The Temple High Choirs will take their turn to perform with The Holiday Gift on Tuesday, Dec. 14. The concert starts at 7:30 p.m. in the THS Auditorium.
TSO holiday show is Saturday
Our Town Temple
It’s been about two years since the full Temple Symphony Orchestra took to the stage, but that all changes Saturday, Dec. 4, with The Holiday Concert.
According to conductor Thomas Fairlie — maestro of the Temple Symphony since 1994 — the orchestra has been waiting a long time for this performance.
“For the first time since the pandemic began, I stepped back on the podium this past Monday,” Fairlie said. “We will have three rehearsals to get ready for The Holiday Concert. Our musicians are professionals — they will be ready.”
This special show will be on Dec. 4 at Temple High School’s auditorium, the original home of the Temple Symphony Orchestra.
Show time is 7:30 p.m.
The Holiday Concert will feature soprano Priscilla Santana and tenor Brian Joyce, and it will be the first performance of the season for the complete orchestra.
“We will have about 75 musicians for the Holiday Concert,” Fairlie said. “We are definitely ready for this.”
For ticket information, visit www.TempleSymphony.org.
Toy Drive is Friday at Fire Base Brewing
Our Town Temple
A downtown street party will help provide hundreds of toys, books and stuffed animals to Temple kids in need.
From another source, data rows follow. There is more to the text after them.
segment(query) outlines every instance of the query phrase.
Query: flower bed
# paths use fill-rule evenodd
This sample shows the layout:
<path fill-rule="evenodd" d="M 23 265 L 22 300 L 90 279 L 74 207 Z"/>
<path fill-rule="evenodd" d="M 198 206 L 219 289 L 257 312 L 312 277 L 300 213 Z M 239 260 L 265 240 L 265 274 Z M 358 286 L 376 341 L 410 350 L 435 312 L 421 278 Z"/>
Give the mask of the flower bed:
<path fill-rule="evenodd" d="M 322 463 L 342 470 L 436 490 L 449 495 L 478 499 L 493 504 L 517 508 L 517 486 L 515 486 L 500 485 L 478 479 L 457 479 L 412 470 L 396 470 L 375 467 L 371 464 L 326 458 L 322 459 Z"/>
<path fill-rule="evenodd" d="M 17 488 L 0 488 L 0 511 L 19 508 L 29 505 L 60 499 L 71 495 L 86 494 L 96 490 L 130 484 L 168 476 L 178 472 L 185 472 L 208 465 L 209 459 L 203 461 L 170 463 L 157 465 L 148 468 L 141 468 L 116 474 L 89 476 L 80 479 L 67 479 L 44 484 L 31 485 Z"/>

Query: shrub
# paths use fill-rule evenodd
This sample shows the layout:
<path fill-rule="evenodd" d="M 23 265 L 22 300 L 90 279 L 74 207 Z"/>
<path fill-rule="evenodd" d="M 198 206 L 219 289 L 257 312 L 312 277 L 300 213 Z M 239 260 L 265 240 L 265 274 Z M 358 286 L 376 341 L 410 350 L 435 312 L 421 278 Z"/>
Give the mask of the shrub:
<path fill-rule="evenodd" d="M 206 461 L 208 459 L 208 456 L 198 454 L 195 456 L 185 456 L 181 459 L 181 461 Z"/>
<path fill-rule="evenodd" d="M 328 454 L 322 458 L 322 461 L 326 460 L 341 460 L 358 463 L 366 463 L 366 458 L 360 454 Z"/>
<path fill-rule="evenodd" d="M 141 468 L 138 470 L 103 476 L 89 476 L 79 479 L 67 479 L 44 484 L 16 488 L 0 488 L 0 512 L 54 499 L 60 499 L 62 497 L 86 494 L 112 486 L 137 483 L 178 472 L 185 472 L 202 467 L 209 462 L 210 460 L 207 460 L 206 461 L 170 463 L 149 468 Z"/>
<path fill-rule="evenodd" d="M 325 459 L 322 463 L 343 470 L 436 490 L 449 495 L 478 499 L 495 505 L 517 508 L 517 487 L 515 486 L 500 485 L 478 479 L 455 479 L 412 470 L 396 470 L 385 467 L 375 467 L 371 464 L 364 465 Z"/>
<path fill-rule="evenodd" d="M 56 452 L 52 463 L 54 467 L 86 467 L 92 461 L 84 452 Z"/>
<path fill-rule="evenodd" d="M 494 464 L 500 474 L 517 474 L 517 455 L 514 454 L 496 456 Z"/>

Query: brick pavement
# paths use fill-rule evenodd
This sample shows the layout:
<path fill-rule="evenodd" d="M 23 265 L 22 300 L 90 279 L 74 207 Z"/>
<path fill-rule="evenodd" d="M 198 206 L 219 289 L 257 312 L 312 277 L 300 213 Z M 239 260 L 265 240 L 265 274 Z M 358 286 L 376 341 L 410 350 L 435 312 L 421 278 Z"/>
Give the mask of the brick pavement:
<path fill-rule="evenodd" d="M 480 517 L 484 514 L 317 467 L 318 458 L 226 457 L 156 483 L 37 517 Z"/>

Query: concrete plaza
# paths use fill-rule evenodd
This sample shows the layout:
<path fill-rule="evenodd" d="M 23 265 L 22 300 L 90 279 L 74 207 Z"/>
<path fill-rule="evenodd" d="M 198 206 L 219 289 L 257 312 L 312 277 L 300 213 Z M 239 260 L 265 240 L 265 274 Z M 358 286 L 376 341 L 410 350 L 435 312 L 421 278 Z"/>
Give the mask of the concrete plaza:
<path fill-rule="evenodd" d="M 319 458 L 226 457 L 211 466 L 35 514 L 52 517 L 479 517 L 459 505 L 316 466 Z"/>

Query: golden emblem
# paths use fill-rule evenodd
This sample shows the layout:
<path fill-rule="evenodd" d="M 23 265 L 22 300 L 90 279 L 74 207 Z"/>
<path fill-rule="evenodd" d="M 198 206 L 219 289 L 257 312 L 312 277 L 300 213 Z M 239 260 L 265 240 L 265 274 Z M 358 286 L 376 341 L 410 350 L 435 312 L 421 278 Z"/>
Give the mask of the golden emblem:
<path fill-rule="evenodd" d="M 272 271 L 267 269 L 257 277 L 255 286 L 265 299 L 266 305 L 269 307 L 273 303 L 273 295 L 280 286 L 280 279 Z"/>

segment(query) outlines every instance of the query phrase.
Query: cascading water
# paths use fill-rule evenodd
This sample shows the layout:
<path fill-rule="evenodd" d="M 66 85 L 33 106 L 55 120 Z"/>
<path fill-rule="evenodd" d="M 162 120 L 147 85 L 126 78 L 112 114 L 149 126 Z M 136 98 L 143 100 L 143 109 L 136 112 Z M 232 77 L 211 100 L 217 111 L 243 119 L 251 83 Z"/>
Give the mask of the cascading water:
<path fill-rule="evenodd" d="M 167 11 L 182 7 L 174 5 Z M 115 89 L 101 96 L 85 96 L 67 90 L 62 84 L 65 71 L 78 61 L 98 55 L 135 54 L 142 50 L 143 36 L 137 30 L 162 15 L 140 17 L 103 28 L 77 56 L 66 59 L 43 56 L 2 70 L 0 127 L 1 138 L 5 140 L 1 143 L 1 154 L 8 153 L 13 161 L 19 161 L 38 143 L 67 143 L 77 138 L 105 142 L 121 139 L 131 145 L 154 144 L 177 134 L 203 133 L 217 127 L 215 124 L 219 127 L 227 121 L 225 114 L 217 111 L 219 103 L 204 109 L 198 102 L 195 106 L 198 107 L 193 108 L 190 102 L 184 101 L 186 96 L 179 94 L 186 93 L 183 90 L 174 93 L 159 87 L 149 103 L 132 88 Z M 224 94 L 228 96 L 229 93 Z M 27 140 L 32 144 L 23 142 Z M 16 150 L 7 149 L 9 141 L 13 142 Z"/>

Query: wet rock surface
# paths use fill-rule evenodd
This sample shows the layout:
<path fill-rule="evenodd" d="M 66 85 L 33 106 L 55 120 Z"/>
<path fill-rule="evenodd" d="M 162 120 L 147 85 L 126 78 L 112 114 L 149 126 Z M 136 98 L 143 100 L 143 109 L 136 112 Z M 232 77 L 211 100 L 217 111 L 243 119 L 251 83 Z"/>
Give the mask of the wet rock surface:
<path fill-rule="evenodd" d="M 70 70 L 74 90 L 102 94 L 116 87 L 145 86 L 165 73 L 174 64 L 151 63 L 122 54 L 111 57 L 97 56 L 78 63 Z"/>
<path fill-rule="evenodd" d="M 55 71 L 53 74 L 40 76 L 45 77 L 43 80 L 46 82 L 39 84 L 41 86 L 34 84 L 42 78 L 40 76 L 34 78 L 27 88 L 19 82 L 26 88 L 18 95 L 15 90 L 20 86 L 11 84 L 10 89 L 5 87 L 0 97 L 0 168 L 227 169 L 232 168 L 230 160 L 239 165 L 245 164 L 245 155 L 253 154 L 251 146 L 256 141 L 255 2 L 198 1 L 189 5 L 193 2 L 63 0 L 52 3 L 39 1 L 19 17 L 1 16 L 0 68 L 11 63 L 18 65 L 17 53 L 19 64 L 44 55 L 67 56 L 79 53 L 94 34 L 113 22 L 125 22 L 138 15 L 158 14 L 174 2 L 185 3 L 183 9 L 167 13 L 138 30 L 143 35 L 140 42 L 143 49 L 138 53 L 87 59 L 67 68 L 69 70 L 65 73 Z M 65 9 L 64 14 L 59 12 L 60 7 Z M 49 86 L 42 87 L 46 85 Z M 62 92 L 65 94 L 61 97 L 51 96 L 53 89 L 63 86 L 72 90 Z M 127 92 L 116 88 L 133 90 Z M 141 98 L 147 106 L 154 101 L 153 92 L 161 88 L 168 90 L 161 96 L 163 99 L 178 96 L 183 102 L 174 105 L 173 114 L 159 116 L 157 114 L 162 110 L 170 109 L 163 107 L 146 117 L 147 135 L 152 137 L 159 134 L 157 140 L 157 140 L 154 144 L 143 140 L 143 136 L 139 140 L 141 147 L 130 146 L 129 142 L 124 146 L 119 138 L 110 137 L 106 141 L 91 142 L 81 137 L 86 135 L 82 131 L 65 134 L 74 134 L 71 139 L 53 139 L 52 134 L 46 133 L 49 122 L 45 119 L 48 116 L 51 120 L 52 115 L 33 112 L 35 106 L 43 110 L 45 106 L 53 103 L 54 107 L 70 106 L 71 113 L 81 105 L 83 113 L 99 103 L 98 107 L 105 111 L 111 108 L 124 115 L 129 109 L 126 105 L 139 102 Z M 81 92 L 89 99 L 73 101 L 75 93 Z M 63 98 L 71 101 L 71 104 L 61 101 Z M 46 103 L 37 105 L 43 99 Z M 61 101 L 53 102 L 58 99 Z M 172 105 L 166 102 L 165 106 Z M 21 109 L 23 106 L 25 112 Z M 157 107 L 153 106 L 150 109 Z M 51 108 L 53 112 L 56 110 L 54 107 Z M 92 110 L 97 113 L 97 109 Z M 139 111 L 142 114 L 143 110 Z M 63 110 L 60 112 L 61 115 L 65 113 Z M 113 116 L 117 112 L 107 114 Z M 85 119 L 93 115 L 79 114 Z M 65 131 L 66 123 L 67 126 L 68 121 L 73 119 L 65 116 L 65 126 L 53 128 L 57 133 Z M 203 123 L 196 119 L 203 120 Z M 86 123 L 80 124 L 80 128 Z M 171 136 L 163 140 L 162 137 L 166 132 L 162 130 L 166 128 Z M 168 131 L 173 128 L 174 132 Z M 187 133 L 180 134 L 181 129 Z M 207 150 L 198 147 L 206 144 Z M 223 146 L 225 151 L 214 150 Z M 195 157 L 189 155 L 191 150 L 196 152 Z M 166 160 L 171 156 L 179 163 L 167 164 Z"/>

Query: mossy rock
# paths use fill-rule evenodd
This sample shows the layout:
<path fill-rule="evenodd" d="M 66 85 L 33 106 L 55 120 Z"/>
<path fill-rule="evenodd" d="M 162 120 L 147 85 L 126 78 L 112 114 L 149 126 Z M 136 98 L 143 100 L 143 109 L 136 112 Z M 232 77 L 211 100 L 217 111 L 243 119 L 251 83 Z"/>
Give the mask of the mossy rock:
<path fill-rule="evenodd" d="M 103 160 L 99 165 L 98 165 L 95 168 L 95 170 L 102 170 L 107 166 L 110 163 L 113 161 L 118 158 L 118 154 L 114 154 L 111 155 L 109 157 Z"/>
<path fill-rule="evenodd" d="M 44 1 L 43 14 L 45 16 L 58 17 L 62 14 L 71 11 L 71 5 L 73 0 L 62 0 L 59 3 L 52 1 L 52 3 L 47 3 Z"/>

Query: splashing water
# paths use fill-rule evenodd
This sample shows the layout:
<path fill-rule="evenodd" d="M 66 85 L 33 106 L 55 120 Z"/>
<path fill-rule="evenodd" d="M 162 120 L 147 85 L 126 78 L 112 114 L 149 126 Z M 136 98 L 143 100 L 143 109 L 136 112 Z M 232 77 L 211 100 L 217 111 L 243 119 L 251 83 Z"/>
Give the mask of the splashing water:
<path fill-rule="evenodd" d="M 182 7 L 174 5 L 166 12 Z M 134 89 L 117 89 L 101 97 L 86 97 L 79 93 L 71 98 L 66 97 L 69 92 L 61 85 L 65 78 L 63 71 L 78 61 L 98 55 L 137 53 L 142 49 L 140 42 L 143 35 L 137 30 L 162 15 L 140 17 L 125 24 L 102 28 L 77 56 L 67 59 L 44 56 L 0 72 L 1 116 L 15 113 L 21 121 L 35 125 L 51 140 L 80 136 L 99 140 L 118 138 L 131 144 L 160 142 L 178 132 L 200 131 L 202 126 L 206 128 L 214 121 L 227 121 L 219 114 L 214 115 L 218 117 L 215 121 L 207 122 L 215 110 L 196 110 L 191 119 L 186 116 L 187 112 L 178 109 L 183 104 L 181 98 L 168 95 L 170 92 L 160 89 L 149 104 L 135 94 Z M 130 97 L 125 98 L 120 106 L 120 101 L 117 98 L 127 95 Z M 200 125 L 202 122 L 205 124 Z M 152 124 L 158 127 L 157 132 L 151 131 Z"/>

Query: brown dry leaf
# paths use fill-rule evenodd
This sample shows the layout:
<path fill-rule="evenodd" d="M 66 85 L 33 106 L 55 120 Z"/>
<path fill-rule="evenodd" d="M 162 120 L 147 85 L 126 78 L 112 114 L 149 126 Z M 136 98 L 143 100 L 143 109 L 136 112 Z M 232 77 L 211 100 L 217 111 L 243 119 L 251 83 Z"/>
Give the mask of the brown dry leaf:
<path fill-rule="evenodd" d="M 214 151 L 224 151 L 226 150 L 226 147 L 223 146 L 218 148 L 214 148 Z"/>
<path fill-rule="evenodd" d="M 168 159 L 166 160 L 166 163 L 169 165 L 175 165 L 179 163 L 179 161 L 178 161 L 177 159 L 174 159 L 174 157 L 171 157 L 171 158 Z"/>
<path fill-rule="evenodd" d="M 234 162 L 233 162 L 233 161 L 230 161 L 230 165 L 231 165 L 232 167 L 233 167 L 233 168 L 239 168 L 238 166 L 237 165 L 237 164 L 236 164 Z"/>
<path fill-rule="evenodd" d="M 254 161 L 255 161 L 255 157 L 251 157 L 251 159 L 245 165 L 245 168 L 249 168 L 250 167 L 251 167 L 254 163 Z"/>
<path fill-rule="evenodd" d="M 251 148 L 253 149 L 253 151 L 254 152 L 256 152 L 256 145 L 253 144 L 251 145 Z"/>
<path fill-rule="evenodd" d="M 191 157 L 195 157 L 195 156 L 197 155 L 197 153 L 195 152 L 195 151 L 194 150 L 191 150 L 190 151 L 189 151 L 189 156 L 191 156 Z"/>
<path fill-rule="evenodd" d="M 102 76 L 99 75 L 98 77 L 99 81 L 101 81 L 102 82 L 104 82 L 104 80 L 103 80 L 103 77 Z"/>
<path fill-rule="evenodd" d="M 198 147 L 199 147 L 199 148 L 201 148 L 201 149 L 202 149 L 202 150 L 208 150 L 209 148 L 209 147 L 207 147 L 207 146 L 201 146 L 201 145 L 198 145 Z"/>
Sammy G’s fourth annual toy drive will be Friday, Dec. 3, in front of Fire Base Brewing Company, and donations go toward the Temple Police Department’s Blue Santa program. Blue Santa provides Christmas gifts for Temple children age 14 and under.
“There’s a big need right here in our hometown,” said Sammy ‘G’ Gamino, who started his toy drive four years ago along with the King Solomon Lodge in Temple. “Together, we can bring smiles to children’s faces this Christmas.”
The block party is being hosted by Fire Base Brewing Company, 8 South 1st Street in Temple.
“We’re asking residents to bring a new unwrapped toy or book to the party,” said J.D. McBride, co-owner of Fire Base. “We’re going to sweeten the deal — bring in a new toy and we’ll take a buck off your first beer.”
75th Temple Christmas Parade is Dec. 6
Our Town Temple
Relive the magic that has been going through downtown Temple every Christmas for decades.
The 75th version of Temple’s Christmas Parade is scheduled for Monday, Dec. 6, and this year’s theme is “The Magic of a Traditional Christmas.”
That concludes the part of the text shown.